While the Bush administration has wisely made its pursuit
of terrorists its first priority, the problems in Latin America have grown
severe enough to merit the attention of the White House.
Last Wednesday and Thursday, 23 persons were killed and scores
were injured in Bolivia after the military opened fire on a peaceful protest
by striking police officers. President Gonzalo Sanchez Lozada, who won
in a tightly contested election, has been severely weakened politically
by the violence. In Venezuela, more than 200 people have killed or injured
since spring, when a coup briefly ousted President Hugo Chavez. The country
has become so polarized, that groups against and supportive of Mr. Chavez
are arming themselves. That situation remains highly volatile. Argentina,
meanwhile, has succumbed to full-blown economic crisis after suffering
several years of recession. And on Friday, Paraguay defaulted on some of
its $20 million in dollar-denominated debt, as bond holders exercised their
right to cash in their bonds before they mature in 2005. Ecuador and Uruguay
will have considerable trouble paying their public debt of about $11 billion
each.
On Wednesday, President Bush spent 40 minutes with Ecuadorean
President Lucio Gutierrez. The head of state of Ecuador, with a population
of 13 million and a gross domestic product of $21 billion, ordinarily wouldn't
get so much time with the leader of the world's only superpower. But Mr.

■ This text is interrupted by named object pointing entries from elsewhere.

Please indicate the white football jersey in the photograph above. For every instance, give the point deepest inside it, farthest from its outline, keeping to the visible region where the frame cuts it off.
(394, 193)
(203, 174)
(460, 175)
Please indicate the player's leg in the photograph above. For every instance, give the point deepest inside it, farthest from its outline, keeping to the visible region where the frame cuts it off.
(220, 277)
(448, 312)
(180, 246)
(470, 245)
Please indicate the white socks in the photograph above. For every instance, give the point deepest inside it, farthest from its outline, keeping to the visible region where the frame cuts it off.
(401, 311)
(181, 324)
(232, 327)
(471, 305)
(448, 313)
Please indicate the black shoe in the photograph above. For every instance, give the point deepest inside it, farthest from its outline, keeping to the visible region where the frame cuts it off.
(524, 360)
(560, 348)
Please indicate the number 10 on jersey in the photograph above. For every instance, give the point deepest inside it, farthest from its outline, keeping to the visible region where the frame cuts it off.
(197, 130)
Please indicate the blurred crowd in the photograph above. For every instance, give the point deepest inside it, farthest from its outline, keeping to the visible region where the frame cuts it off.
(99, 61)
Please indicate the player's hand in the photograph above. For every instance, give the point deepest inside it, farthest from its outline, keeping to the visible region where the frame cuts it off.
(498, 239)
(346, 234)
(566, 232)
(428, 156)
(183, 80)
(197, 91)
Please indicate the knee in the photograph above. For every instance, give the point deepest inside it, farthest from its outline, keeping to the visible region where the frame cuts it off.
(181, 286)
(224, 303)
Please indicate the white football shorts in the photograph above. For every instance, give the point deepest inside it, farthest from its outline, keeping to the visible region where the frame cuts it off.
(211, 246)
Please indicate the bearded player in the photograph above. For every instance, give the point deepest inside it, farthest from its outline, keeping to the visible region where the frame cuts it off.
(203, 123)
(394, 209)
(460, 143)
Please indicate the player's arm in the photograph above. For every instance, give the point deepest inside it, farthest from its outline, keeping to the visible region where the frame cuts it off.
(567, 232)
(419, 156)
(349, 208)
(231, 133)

Bush clearly is interested in supporting stability wherever he can in the
Western hemisphere.
A week ago, the White House offered to eliminate tariffs
on all imports of textiles and clothing from 34 nations in the Americas
by 2010, as part of negotiations for creating a free-trade zone in the
Western hemisphere by 2005. The administration also has proposed cutting
tariffs on about 65 percent of U.S. imports of consumer and industrial
goods from the Americas when the free-trade zone becomes a reality, and
to eliminate all tariffs on these goods by 2015. Also, 56 percent of agricultural
imports would enter tariff-free once the zone is established.
The Bush administration is certainly on the right track in
adopting measures that will allow Latin America to develop economically
in the long-term. But it also should consider granting the region more
immediate tariff relief, given the scale of current economic.
While Latin America's current economic crises are certainly
troublesome, the Bush administration must steer clear of such quick fixes
as bailouts, which certainly could cause more problems in the long term.
Those troubled nations would best be served with foreign aid that focuses
on micro and small businesses — rather than large-scale public works
projects, for example. The United States clearly has a stake in Latin America's
present and future, as Mr. Bush seemingly is aware.